Dispelling the myths around HIV and ageing and changing the causes of mortality (Professor Caroline Sabin)- Aging population comes with an increased prevalence of comorbidities. PLWH have more comorbidities than non HIV people. HIV causes premature aging. However: there is an increased rate of STI’s, viral coinfections, smoking and recreational drug use- could it be that these are causing the premature aging rather than the HIV. Comorbidities are multifactorial and HIV is just 1 factor. Cancer is becoming a more prominent cause of death in HIV. Studies aren’t really showing accelerated aging in PLWH. PLWH have biomarkers that suggest their bodies are older than their true age- but so did non HIV people. Poppy study- looking at HIV and aging.

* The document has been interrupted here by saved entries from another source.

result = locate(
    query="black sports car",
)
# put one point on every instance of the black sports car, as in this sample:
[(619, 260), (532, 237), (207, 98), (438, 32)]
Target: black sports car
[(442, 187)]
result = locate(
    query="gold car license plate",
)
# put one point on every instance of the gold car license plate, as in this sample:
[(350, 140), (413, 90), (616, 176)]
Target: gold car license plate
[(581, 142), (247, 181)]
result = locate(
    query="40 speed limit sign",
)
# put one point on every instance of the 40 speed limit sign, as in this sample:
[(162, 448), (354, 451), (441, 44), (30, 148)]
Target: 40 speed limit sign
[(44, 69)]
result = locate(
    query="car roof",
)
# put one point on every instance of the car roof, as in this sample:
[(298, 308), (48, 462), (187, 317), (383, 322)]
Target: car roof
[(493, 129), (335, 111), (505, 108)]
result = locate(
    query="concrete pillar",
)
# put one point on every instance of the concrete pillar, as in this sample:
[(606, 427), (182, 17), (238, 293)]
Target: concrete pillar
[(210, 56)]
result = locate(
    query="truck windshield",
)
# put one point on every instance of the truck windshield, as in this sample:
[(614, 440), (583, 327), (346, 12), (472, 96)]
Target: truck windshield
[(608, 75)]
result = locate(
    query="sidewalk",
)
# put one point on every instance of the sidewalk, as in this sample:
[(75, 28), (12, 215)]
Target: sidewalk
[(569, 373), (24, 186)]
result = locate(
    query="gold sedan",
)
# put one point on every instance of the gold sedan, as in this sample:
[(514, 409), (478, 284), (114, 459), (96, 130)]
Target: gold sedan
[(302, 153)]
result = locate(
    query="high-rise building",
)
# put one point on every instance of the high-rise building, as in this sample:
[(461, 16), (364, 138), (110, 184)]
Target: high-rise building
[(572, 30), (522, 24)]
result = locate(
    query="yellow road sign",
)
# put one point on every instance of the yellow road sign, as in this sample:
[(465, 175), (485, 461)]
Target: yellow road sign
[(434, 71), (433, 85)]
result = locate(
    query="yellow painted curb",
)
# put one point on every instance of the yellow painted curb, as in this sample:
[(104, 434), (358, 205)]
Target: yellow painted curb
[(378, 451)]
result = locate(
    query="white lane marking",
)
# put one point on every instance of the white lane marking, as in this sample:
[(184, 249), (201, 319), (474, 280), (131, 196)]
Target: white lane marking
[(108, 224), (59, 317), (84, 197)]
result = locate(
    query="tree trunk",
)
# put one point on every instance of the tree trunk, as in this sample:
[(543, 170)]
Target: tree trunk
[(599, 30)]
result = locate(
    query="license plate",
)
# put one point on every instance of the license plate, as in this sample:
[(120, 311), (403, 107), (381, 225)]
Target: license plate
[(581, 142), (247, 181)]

The gut microbiome (Dr Caroline Le Roy)- Start to see a change in gut microbiome in aging. Eating and medication shapes gut microbiome. 70% of medications impact gut microbiome. HIV patients have a unique type of gut microbiota. Distinct signature in gut of PLWH- ?if consequence of infection or the treatment. Diverse diet and pro/pre biotics could help with gut microbiome- not enough evidence.


Let us take this opportunity to wish all our members a very happy New Year.